Thursday, April 17, 2008

UA 'home run' is hit vs. cancer of colon

[Source: Carla McClain, Arizona Daily Star] - Striking a major blow against a top killer — colon cancer — a new drug therapy cuts the threat of this disease by as much as 90 percent in high-risk patients, University of Arizona scientists announced Monday.

The new therapy — combining the drug DFMO and an anti-inflammatory known as sulindac — was tested in patients who had developed precancerous colon polyps, putting them at high risk for full-fledged colon cancer.

Overall, their likelihood of developing more dangerous polyps was cut by 70 percent after three years on the combination therapy.

But in the most threatened patients — those who had large or multiple polyps — the risk of recurrence was slashed by a stunning 95 percent. That is more than double the preventive effect of other known therapies against colon cancer, including aspirin.

"This has really hit a home run," said Dr. David S. Alberts, director of the Arizona Cancer Center, where about 50 of the 300 patients in the study were tested and where much of the basic research and patient analysis was conducted.

"It is by a long shot the most effective therapy we have found to prevent this cancer, with very little toxicity," Alberts said.

In a cautionary note, researchers warned that the DFMO-sulindac therapy faces at least two more years of clinical trials before it will be "ready for prime-time" use in the United States.

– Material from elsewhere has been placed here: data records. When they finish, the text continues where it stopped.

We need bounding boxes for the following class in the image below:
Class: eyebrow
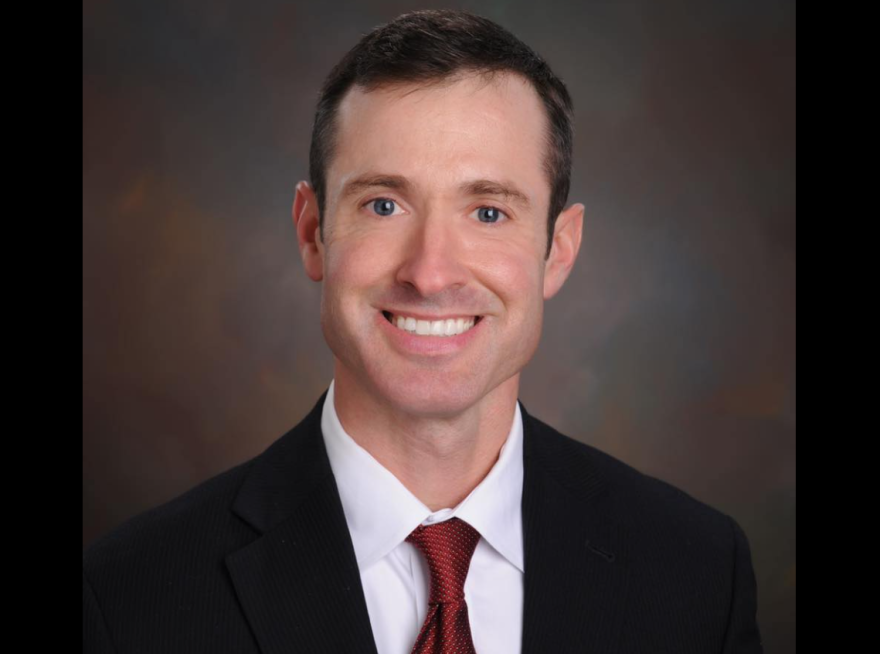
[339,173,533,211]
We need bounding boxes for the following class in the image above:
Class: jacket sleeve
[721,516,764,654]
[84,569,118,654]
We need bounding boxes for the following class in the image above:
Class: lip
[377,309,484,357]
[381,309,482,322]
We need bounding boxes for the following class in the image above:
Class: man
[83,9,763,654]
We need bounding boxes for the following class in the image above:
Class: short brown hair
[308,9,575,260]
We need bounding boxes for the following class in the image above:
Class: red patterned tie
[406,517,482,654]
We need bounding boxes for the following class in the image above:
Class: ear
[293,181,324,282]
[543,202,584,300]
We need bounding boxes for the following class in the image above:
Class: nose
[394,211,469,297]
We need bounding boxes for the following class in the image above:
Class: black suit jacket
[83,389,764,653]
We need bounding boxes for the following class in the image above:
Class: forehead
[327,71,550,211]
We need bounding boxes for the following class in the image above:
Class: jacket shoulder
[525,412,762,650]
[83,457,258,576]
[528,414,738,544]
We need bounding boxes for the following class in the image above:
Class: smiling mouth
[382,310,483,336]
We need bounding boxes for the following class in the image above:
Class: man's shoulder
[527,413,738,545]
[83,456,259,578]
[81,445,295,650]
[84,391,329,576]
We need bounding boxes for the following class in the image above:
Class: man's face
[297,72,582,417]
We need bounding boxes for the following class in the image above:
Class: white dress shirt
[321,379,525,654]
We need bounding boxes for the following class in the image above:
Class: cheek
[486,247,544,309]
[484,253,544,371]
[321,236,393,334]
[323,237,386,289]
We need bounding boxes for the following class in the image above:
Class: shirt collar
[321,378,524,573]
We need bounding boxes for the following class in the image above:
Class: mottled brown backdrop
[83,1,796,651]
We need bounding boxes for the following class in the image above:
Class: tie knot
[406,517,481,604]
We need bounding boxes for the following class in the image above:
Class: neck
[331,365,520,511]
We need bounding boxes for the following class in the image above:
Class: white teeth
[390,313,477,337]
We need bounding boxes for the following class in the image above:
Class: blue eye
[368,198,397,216]
[363,198,508,224]
[476,206,508,224]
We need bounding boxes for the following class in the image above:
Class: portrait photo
[84,2,795,653]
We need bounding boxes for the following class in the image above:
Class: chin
[372,374,483,418]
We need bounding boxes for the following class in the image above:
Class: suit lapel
[225,390,630,654]
[225,389,379,654]
[520,401,631,654]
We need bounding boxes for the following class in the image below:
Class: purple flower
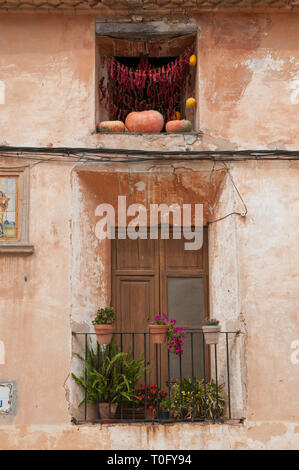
[169,319,176,324]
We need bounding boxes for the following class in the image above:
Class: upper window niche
[96,30,197,134]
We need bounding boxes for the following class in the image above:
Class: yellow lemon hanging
[186,97,197,109]
[189,54,197,67]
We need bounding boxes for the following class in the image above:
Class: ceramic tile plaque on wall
[0,383,13,413]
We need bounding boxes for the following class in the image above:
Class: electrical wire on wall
[207,162,248,225]
[1,145,298,226]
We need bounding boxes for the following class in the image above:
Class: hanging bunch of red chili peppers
[99,48,193,123]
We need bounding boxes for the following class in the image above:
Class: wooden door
[112,228,208,386]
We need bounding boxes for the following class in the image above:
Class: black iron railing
[71,330,243,424]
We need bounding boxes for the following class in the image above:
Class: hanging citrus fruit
[189,54,197,66]
[172,111,181,120]
[186,97,197,109]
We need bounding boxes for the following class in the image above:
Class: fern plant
[72,339,148,406]
[72,341,99,407]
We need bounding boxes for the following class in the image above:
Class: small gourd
[97,121,125,133]
[166,120,192,133]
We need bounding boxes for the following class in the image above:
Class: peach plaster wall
[0,11,299,449]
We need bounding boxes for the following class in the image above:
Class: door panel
[164,237,203,272]
[114,237,156,273]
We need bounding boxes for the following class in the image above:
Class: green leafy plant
[92,307,115,325]
[71,341,99,407]
[205,318,219,326]
[72,340,148,406]
[169,377,225,420]
[160,397,170,411]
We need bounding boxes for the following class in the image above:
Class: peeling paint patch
[288,75,299,104]
[135,181,146,191]
[247,423,287,444]
[243,54,285,73]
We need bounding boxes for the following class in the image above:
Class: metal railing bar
[226,332,232,420]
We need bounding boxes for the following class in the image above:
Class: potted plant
[170,377,225,420]
[149,314,185,353]
[135,384,167,420]
[92,306,115,345]
[202,318,221,345]
[158,397,171,421]
[93,340,147,422]
[73,340,147,423]
[149,314,169,344]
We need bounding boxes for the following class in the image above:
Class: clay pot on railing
[202,325,221,345]
[149,324,169,344]
[94,324,115,345]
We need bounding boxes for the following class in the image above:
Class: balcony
[71,330,244,425]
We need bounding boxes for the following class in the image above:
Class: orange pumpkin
[166,120,192,133]
[97,121,125,133]
[125,110,164,133]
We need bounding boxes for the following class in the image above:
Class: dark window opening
[96,35,197,133]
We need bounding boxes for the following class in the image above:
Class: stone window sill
[0,243,34,254]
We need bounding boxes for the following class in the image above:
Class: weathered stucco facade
[0,4,299,449]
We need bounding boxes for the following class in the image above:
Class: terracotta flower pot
[99,402,117,423]
[166,120,192,133]
[97,121,125,133]
[125,110,164,133]
[94,324,115,345]
[149,324,168,344]
[202,325,221,345]
[85,402,99,421]
[146,407,156,420]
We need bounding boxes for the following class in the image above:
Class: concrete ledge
[93,132,204,152]
[1,421,299,450]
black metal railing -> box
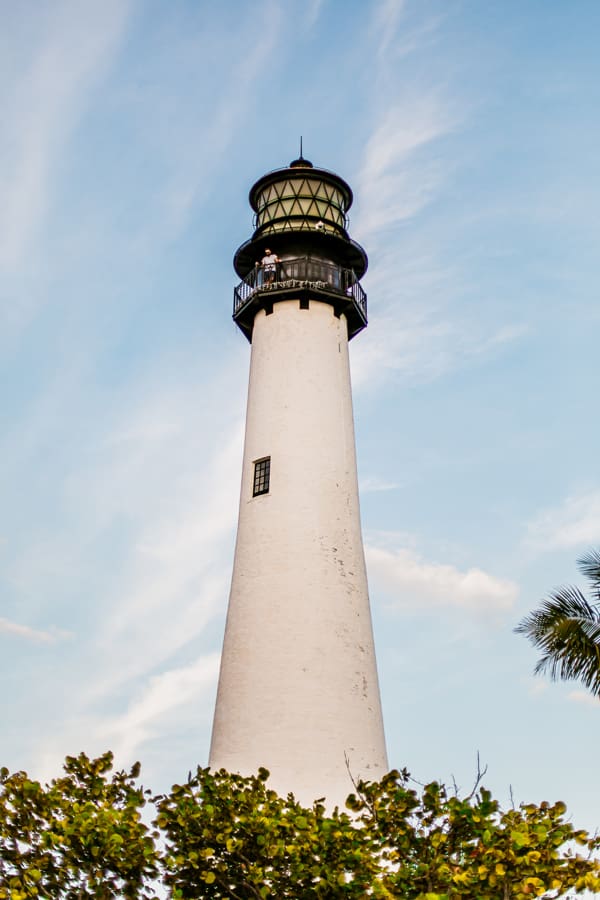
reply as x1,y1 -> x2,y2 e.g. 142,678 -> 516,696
233,256 -> 367,320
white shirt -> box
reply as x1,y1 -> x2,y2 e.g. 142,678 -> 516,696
262,253 -> 278,270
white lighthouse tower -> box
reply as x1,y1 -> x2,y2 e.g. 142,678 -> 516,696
209,154 -> 388,806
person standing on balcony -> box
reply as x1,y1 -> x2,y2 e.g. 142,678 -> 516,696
261,248 -> 279,284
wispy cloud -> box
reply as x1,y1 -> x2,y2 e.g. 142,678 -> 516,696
525,489 -> 600,551
101,654 -> 221,761
344,0 -> 541,399
357,3 -> 458,239
350,297 -> 527,389
139,1 -> 285,245
304,0 -> 326,29
0,0 -> 131,277
527,679 -> 548,698
88,418 -> 242,699
59,372 -> 244,701
366,544 -> 518,613
4,349 -> 244,780
357,94 -> 459,240
360,475 -> 401,494
348,28 -> 525,391
0,617 -> 68,644
371,0 -> 407,60
568,690 -> 600,708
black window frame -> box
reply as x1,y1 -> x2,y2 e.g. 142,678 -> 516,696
252,456 -> 271,497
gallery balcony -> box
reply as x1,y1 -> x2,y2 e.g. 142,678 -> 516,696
233,256 -> 367,342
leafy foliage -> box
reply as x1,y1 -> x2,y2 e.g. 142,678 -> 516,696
516,549 -> 600,698
0,752 -> 157,900
1,753 -> 599,899
155,767 -> 378,898
348,769 -> 600,898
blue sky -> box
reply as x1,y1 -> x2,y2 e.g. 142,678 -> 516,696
1,0 -> 599,833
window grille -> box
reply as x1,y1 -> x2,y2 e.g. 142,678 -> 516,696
253,457 -> 271,497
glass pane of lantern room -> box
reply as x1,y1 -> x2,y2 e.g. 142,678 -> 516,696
280,179 -> 301,199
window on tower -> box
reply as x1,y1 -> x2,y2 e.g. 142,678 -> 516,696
252,457 -> 271,497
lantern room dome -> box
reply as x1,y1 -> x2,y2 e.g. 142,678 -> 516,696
288,154 -> 314,169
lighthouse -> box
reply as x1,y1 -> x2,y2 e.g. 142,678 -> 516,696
209,154 -> 388,806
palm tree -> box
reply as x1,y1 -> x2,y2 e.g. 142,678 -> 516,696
515,549 -> 600,699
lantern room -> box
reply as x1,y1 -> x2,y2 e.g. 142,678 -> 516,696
232,156 -> 369,342
252,162 -> 350,240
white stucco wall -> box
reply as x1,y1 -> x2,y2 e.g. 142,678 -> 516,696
209,298 -> 388,808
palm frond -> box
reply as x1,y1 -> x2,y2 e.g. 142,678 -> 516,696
578,548 -> 600,602
515,584 -> 600,699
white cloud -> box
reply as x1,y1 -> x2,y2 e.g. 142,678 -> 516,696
525,490 -> 600,551
366,544 -> 518,612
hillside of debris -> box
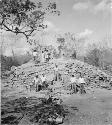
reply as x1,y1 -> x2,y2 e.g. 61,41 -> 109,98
2,58 -> 112,91
1,58 -> 112,125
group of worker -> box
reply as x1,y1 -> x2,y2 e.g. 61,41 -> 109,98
32,49 -> 52,63
29,64 -> 86,94
29,73 -> 47,92
29,64 -> 59,92
70,73 -> 86,94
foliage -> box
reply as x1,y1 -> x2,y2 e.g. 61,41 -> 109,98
0,0 -> 60,43
84,48 -> 102,67
1,53 -> 32,73
85,42 -> 112,75
56,32 -> 77,59
32,44 -> 57,62
1,55 -> 19,72
57,37 -> 65,45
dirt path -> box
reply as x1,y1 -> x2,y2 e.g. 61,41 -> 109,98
62,88 -> 112,125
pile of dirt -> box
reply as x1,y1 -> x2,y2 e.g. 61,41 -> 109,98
3,59 -> 112,91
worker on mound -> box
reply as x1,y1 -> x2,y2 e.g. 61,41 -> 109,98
69,73 -> 86,94
33,74 -> 42,92
40,74 -> 48,90
77,73 -> 86,94
32,50 -> 38,61
70,74 -> 78,94
54,64 -> 62,82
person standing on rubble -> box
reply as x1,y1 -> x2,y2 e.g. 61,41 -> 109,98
77,73 -> 86,94
41,51 -> 45,63
32,50 -> 38,61
47,52 -> 51,62
40,74 -> 48,89
70,74 -> 77,94
110,77 -> 112,88
54,64 -> 59,82
33,74 -> 42,92
44,50 -> 49,62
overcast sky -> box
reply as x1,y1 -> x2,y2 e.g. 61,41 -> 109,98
0,0 -> 112,56
47,0 -> 112,41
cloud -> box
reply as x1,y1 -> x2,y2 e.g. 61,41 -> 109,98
77,29 -> 93,38
73,2 -> 89,10
94,0 -> 111,13
44,21 -> 55,31
43,21 -> 60,32
72,0 -> 112,14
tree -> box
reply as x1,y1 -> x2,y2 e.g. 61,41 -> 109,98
85,48 -> 102,67
0,0 -> 60,44
56,33 -> 77,59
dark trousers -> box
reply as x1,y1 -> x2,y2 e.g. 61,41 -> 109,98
54,72 -> 62,81
30,85 -> 32,91
42,81 -> 48,89
36,84 -> 42,92
33,56 -> 36,61
71,83 -> 77,93
80,83 -> 86,94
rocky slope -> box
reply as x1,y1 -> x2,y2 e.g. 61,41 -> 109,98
3,59 -> 112,90
1,59 -> 112,125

"Although the five clinical trials we have completed show this therapy to be no more toxic than plain aspirin, we are always concerned about that issue and want further testing before this goes to the general population," said Eugene Gerner, director of the UA Cancer Center's gastrointestinal cancer program.

Gerner is the study's co-investigator, teaming with Dr. Frank Meyskens, director of the Chao Family Cancer Center at the University of California at Irvine and a former University of Arizona cancer researcher.

Their results won high praise when presented Monday at the annual meeting of the American Association for Cancer Research in San Diego.

Calling the findings "spectacular," Michael Sporn, pharmacology and toxicology professor at Dartmouth Medical School, said they "represent a landmark advance in efforts to stop the current worldwide epidemic of cancer deaths."

Colon cancer — the second-worst cancer killer in the United States — strikes nearly 150,000 Americans every year and kills about 60,000. Only lung cancer kills more.

In recent years, scientists have hurled a myriad of agents — drugs, vitamins and minerals — at high-risk patients, trying to stop colon polyps from recurring after being surgically removed.

But the results have been mixed and often conflicting. Among the most promising therapies, aspirin appears to cut polyp regrowth by slightly less than 30 percent. Celecoxib (brand name Celebrex) — an NSAID, or non-steroidal anti-inflammatory drug, similar to sulindac — has shown a 40 percent risk reduction, but it carries cardiovascular risks. The mineral calcium has at best reduced regrowth by about 20 percent.

The DFMO-sulindac combination more than doubled those rates in some cases and was especially powerful in preventing advanced polyps most likely to lead to cancer.

"That's the real breakthrough," Gerner said. "We have shown for the first time that a combination strategy can dramatically reduce this threat for the patients at highest risk.

"Further testing will tell us if this therapy might be useful for others at risk — those who have a family history of colon cancer, but have not yet developed polyps," Gerner added.

One of the key drugs in the new therapy — DFMO, or difluoromethylornithine — is a synthetic amino acid known to interfere with the carcinogenic process. But used alone, it proved toxic at doses needed for treating advanced cancer. By combining it with the NSAID sulindac, the research team was able to cut the DFMO to one-fiftieth of that dose, all but eliminating toxic effects.

"There is a great hope that we will be able to prevent colon cancer effectively using this method," Meyskens said. "We had not been able to do this before due to the high toxicity of available therapies."

The study involved about 300 patients who had at least one colon polyp within the previous five years. They were given either the daily combination DFMO (500 milligrams) and sulindac (150 mg), or a placebo.

After three years, the risk of a recurrent polyp dropped from 41.1 percent in the placebo group to 12.3 percent with treatment — a 70 percent reduction.

Even more striking, the risk in patients with advanced polyps dropped from 8.5 percent in the placebo group to 0.7 percent in the treatment group — a 92 percent reduction.

And for those in the most danger — patients with multiple previous polyps — the rate of re-growth plunged from 13.2 percent in the placebo group to 0.7 percent in the treatment group — a 95 percent reduction.

The results were so dramatic that the trial was stopped early and the results released.

Finally, an analysis of side effects and toxicity found no significant difference between the treatment and placebo groups.

The study was funded in part by the National Cancer Institute's Specialized Program of Research Excellence in GI Cancers.

The Arizona Cancer Center is one of only five institutions nationwide to receive a GI SPORE grant. Originally funded in 2002, it is the largest new grant awarded to the University of Arizona College of Medicine in the past 10 years. It was renewed in 2007 for another five years and funded at $12 million.